RFR(M,v3): JDK-8059036 : Implement Diagnostic Commands for heap and finalizerinfo
Derek White
derek.white at oracle.com
Fri May 15 22:59:52 UTC 2015
Hi Dmitry, Peter,
I should read my email more frequently - I missed Dmitry's last webrev
email.
My comments on a preference for volatile over Unsafe are not a strong
objection to using Unsafe fences. I just don't have enough experience
with Unsafe fences yet to agree that this use is correct.
While looking over this Reference code I found 3-6 really simple things
that need cleaning up that have been there for years, so I'm not a big
cheerleader for more complicated things here :-)
- Derek
On 5/15/15 6:46 PM, Derek White wrote:
> Hi Peter,
>
> Some comments below...
>
> On 5/14/15 3:50 AM, Peter Levart wrote:
>> Hi Derek,
>>
>> On 05/13/2015 10:34 PM, Derek White wrote:
>>> Hi Peter,
>>>
>>> I don't have smoking gun evidence that your change introduces a bug,
>>> but I have some concerns...
>>
>> I did have a concern too, ...
>>
>>>
>>> On 5/12/15 6:05 PM, Peter Levart wrote:
>>>> Hi Dmitry,
>>>>
>>>> You iterate the queue then, not the unfinalized list. That's more
>>>> logical.
>>>>
>>>> Holding the queue's lock may pause reference handler and finalizer
>>>> threads for the entire time of iteration. This can blow up the
>>>> application. Suppose one wants to diagnose the application because
>>>> he suspects that finalizer thread hardly keeps up with production
>>>> of finalizable instances. This can happen if the allocation rate of
>>>> finalizable objects is very high and/or finalize() methods are not
>>>> coded to be fast enough. Suppose the queue of Finalizer(s) builds
>>>> up gradually and is already holding several million objects. Now
>>>> you initiate the diagnostic command to print the queue. The
>>>> iteration over and grouping/counting of several millions of
>>>> Finalizer(s) takes some time. This blocks finalizer thread and
>>>> reference handler thread. But does not block the threads that
>>>> allocate finalizable objects. By the time the iteration is over,
>>>> the JVM blows up and application slows down to a halt doing GCs
>>>> most of the time, getting OOMEs, etc...
>>>>
>>>> It is possible to iterate the elements of the queue for diagnostic
>>>> purposes without holding a lock.
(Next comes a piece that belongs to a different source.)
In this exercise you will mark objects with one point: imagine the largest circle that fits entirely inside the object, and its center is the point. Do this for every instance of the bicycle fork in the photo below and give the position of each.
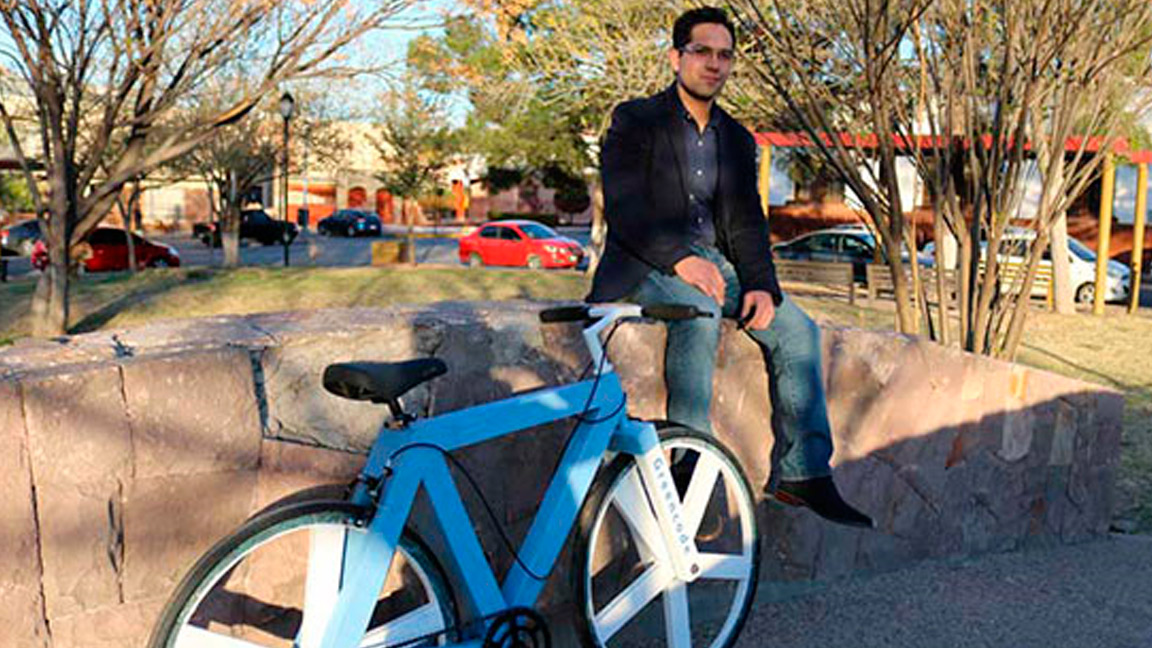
(641, 439)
The modification required to do
>>>> that is the following (havent tested this, but I think it should work):
>>>>
>>>> http://cr.openjdk.java.net/~plevart/misc/Finalizer.printFinalizationQueue/webrev.01/
>>>>
>>> One issue to watch out for is the garbage collectors inspect the
>>> Reference.next field from C code directly (to distinguish active vs.
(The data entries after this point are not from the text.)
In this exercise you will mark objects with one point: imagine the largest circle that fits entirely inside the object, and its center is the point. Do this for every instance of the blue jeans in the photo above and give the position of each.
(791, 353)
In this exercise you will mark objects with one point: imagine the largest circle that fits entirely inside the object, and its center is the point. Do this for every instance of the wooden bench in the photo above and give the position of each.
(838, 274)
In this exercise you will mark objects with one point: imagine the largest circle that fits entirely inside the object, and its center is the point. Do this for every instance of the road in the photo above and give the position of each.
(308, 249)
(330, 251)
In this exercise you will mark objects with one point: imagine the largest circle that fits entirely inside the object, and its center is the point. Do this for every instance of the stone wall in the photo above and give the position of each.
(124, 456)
>>> pending, iterate over oops, etc.). You can search hotspot for
>>> java_lang_ref_Reference::next*, java_lang_ref_Reference::set_next*.
>>>
>>> Your change makes "inactive" References superficially look like
>>> "enqueued" References. The GC code is rather subtle and I haven't
>>> yet seen a case where it would get confused by this change, but
>>> there could easily be something like that lurking in the GC code.
>>
>> ...but then I thought that GC can in no way treat a Reference
>> differently whether it is still enqueued in a ReferenceQueue or
>> already dequeued (inactive) - responsibility is already on the Java
>> side. Currently the definition of Reference.next is this:
>>
>> /* When active: NULL
>> * pending: this
>> * Enqueued: next reference in queue (or this if last)
>> * Inactive: this
>> */
>> @SuppressWarnings("rawtypes")
>> Reference next;
>>
>> We see that, unless GC inspects all ReferenceQueue instances and
>> scans their lists too, the state of a Reference that is enqueued as
>> last in list is indistinguishable from the state of inactive
>> Reference. So I deduced that this distinction (enqueued/inactive)
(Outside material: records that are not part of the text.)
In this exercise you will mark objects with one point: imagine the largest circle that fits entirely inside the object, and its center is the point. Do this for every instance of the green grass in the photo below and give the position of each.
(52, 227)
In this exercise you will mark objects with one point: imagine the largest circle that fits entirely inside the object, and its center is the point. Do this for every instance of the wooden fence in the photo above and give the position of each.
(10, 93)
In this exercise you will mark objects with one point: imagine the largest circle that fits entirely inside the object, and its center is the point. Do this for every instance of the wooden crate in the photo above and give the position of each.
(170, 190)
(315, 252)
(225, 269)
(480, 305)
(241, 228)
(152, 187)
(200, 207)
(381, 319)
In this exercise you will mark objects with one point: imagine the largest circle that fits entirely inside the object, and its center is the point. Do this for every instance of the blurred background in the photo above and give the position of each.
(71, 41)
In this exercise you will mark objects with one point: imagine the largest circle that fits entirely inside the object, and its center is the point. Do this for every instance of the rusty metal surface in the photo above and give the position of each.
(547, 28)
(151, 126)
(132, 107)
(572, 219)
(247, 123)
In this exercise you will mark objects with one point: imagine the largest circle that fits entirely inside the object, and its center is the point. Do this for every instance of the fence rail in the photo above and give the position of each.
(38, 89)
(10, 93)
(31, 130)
>> can't be established solely on the value of .next field ( == this or
>> != this)...
>>
>> But I should inspect the GC code too to build a better understanding
>> of that part of the story...
>>
>> Anyway. It turns out that there is already enough state in Reference
>> to destinguish between it being enqueued as last in list and already
>> dequeued (inactive) - the additional state is Reference.queue that
>> transitions from ReferenceQueue.ENQUEUED -> ReferenceQueue.NULL in
>> ReferenceQueue.reallyPoll. We need to just make sure the two fields
>> (r.next and r.queue) are assigned and read in correct order. This can
>> be achieved either by making Reference.next a volatile field or by a
>> couple of explicit fences:
>>
>> http://cr.openjdk.java.net/~plevart/misc/Finalizer.printFinalizationQueue/webrev.02/
>>
>> The assignment of r.queue to ReferenceQueue.ENQUEUED already happens
>> before linking the reference into the queue's head in
>> ReferenceQueue.enqueue():
>>
>> r.queue = ENQUEUED;
>> r.next = (head == null) ? r : head;
>> head = r;
>>
>> Both stores are volatile.
>
> This sounds a bit better. I don't have a good handle on the pros and
> cons of a volatile field over explicit fences via Unsafe in this case.
> Kim might jump in soon.
>
> I'd like to suggest an entirely less-clever solution. Since the
> problem is that forEach() might see inconsistent values for the queue
> and next fields of a Reference, but we don't want to grab a lock
> walking the whole queue, we could instead grab the lock as we look at
> each Reference (and do the "back-up" trick if we were interfered
> with). Of course this is slower than going lock-free, but it's not any
> more overhead than the ReferenceHandler thread or FinalizerThreads incur.
>
> The only benefit of this solution over the others is that it is less
> clever, and I'm not sure how much cleverness this problem deserves.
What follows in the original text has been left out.